SUNSET PARK — When Sisters Mary Paul Janchill and Geraldine Tobia, RGS, founded the Center for Family Life in 1978, they didn’t envision themselves as heroines swooping into the neighborhood to save residents from poverty and gang violence.
Far from it, in fact.
“They did not see themselves as coming here to save everybody,” said Julia Jean-Francois, the co-director of the non-profit agency. “They came to Sunset Park with the intention of living there and becoming a full part of the community. They viewed all of the residents as friends deserving of respect.”
Four decades ago, Sunset Park was a low-income community where street gangs had taken hold. However, it was and still is a neighborhood filled with loving families and deeply religious Catholics. Sisters Mary Paul and Geraldine reached out to those families in love and partnership.
“They felt that Sunset Park had not been attended to [by city officials]. They wanted to help,” Jean-Francois said.
The two sisters started the Center for Family Life in 1978, setting up two programs — a family counseling service and a foster care program — and operated out of a room in the rectory of St. Michael’s Church.
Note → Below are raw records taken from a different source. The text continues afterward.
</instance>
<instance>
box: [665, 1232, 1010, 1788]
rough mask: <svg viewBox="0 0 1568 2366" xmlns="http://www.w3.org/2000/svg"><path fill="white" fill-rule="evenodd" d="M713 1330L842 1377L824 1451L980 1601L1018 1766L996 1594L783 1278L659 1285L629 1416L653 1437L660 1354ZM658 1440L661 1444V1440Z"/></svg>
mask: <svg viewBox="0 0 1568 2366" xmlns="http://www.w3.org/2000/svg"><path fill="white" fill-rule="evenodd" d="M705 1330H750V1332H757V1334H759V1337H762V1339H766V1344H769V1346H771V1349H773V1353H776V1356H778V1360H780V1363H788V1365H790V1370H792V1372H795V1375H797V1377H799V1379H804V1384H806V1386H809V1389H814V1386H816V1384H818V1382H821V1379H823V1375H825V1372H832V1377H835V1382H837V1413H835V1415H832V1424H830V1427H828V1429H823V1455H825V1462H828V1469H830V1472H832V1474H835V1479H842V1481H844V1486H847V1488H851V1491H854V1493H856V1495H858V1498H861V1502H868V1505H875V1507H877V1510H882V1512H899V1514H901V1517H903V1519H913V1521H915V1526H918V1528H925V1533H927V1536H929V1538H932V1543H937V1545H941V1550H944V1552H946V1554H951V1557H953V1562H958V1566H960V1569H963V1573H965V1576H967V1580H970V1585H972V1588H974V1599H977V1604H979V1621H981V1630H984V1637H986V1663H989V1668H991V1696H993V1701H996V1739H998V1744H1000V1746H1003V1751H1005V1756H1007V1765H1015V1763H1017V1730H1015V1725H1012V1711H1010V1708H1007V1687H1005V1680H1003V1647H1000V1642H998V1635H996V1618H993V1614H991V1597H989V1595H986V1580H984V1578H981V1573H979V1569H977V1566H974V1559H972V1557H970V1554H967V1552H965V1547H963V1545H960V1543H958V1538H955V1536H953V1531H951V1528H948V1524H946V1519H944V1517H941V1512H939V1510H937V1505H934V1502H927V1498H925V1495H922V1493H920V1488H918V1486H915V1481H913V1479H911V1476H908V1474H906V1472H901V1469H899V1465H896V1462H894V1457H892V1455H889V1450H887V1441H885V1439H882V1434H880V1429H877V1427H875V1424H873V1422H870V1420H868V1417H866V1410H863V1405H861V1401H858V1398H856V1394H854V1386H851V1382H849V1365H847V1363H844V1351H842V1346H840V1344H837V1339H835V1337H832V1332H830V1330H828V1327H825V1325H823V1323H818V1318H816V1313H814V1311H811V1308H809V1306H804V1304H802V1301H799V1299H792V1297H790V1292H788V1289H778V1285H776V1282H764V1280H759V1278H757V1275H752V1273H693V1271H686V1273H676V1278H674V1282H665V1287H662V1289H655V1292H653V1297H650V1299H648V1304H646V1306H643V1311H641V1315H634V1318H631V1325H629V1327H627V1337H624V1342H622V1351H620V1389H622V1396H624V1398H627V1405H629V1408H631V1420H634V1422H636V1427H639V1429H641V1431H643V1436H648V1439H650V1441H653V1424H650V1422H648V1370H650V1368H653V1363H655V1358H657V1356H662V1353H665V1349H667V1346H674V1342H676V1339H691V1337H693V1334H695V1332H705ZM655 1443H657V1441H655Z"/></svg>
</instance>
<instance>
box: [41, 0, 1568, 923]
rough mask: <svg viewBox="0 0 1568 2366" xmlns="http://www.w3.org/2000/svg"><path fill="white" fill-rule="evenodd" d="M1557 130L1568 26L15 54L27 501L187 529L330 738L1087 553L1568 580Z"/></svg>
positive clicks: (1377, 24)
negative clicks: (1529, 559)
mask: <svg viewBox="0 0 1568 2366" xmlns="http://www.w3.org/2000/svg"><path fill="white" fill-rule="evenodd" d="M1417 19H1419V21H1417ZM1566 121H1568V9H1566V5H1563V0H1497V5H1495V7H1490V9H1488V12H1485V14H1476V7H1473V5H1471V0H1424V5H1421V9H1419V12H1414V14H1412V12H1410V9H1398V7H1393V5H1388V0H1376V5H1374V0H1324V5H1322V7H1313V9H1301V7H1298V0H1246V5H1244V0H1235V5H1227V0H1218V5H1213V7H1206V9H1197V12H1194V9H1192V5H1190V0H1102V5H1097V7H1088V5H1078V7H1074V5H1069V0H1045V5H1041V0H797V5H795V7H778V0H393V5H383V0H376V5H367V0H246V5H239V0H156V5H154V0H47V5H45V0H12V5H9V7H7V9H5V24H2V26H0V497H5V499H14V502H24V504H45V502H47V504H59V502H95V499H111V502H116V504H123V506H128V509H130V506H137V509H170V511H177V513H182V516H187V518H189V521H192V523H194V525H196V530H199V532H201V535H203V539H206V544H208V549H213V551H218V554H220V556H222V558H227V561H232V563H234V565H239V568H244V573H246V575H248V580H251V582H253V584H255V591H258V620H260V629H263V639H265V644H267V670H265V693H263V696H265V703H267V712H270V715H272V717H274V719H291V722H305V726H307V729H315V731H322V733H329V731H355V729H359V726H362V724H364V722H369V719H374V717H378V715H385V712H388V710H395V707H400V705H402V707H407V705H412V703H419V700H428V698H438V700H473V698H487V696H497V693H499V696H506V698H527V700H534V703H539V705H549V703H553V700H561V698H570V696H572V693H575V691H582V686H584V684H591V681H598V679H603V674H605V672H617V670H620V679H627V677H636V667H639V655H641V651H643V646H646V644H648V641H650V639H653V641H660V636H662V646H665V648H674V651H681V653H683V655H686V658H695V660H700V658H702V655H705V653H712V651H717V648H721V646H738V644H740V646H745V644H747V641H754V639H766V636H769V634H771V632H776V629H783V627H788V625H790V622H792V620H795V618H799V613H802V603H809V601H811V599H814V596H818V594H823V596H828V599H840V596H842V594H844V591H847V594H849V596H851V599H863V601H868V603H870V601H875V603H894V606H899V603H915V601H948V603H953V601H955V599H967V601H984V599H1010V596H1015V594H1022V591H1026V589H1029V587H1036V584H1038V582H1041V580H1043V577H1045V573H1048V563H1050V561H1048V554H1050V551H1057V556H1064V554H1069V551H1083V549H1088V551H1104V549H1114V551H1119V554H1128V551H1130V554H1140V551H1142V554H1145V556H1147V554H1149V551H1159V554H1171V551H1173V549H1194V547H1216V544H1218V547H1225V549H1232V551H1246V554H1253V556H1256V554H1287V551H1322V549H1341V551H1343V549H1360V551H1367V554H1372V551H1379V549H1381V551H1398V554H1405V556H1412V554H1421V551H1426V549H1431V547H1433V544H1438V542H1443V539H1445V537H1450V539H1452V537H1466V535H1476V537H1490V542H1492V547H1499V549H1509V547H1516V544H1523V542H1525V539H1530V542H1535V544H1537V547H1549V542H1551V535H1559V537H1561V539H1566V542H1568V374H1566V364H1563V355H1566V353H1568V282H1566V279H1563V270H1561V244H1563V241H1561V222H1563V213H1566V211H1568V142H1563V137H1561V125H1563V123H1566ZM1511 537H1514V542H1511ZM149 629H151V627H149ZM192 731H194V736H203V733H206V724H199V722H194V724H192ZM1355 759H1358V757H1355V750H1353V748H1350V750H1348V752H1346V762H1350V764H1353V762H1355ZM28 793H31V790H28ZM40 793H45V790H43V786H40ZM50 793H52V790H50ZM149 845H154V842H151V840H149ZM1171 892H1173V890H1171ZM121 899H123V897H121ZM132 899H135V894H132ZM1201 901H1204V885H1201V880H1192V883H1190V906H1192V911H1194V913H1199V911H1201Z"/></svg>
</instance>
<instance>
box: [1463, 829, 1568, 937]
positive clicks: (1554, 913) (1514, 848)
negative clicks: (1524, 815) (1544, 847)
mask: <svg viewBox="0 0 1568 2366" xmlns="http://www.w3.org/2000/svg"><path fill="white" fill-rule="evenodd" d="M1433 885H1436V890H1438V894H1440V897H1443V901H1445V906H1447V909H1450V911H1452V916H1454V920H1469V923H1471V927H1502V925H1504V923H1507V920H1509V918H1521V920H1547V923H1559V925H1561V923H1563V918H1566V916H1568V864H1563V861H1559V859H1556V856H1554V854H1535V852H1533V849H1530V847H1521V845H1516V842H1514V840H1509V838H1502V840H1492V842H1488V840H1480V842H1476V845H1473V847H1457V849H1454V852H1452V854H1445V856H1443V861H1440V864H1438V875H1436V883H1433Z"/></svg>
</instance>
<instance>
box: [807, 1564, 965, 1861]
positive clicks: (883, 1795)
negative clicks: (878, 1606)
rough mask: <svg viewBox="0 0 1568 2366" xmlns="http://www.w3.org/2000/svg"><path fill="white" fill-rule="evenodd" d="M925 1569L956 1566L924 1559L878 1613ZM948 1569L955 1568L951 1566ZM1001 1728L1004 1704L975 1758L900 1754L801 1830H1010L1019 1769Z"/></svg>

Within a few years, the sisters’ work became well known far outside of Sunset Park. The Center for Family Life was featured on the cover of Time magazine on Dec. 30, 1985, under the headline, “A Christmas Story.”
The center has grown considerably in size and scope over the past 43 years to encompass 90 full-time employees and 120 part-time workers who organize dozens of programs for children and adults, serving 15,000 people a year. The services include everything from a food pantry to tax preparation assistance.
Even with the growth, the center has sought to stay true to the vision of its founders, according to Jean-Francois, who has worked at the center for 17 years and serves as co-director alongside Julie Stein-Brockway.
Sister Geraldine died in 2000 at the age of 59. Sister Mary Paul was 88 years old when she died in 2009. Jean-Francois never met Sister Geraldine but she did work alongside Sister Mary Paul and admired her.
“She saw the grace in every single person. I have her picture in my office,” Jean-Francois said. “Sister Mary Paul used to say that she felt a sense of peace and of being at home when she walked down the street in Sunset Park.”
The Center for Family Life sponsors programs in seven schools in Sunset Park, including after-school centers. “We serve 1,500 children a day,” Jean-Francois said.
The center, which is now located at 443 39th St., operates under the umbrella of SCO Family of Services, a large non-profit that serves 60,000 underprivileged residents in New York City and on Long Island.
The center provides family counseling, employment programs, including classes on how to handle a job interview, help in applying for government benefits, legal assistance, tax preparation assistance, foster care, and sponsors a food pantry.
There are different eligibility criteria for each of the center’s programs.
“There is no fee for any of the programs we have,” Francois said. “The vast majority of the people we serve are low-income immigrants.”
Because it has been serving the community for four decades, the center has experienced a nice boomerang effect, Jean-Francois said. Many of its employees grew up in Sunset Park and took part in the center’s programs when they were young.
“One program we are very proud of is our Ladder of Leadership program. Many of the people we employ were children in our program,” Jean-Francois said.
Karla Herrera, a social worker who supervises the Comprehensive After School System (COMPASS) program at P.S. 94, was introduced to the center while taking part in the Life Lines program as a student at Charles Dewey Middle School years ago. In 2002, she worked as a summer intern with the center and joined the staff in 2014 after completing her Master’s Degree in social work.
COMPASS is an after-school program whose goal is to guide youngsters in a positive direction in their lives. Life Lines is a performance arts program designed to draw out the talents of young people.
“I am originally from Venezuela,” Herrera said. “When I first came here, I did not have a mastery of the language. Because of the center, I felt a sense of community. They helped guide me. Social work has a pay-it-forward mentality. My role is to make sure the program at P.S. 94 is run smoothly and that the children feel safe and cared for.”
During the pandemic, the center has strived to continue its programs.
“During COVID, we kept our food pantry open every single day,” Jean-Francois said. “We are trying hard to be responsive to the needs of the community.”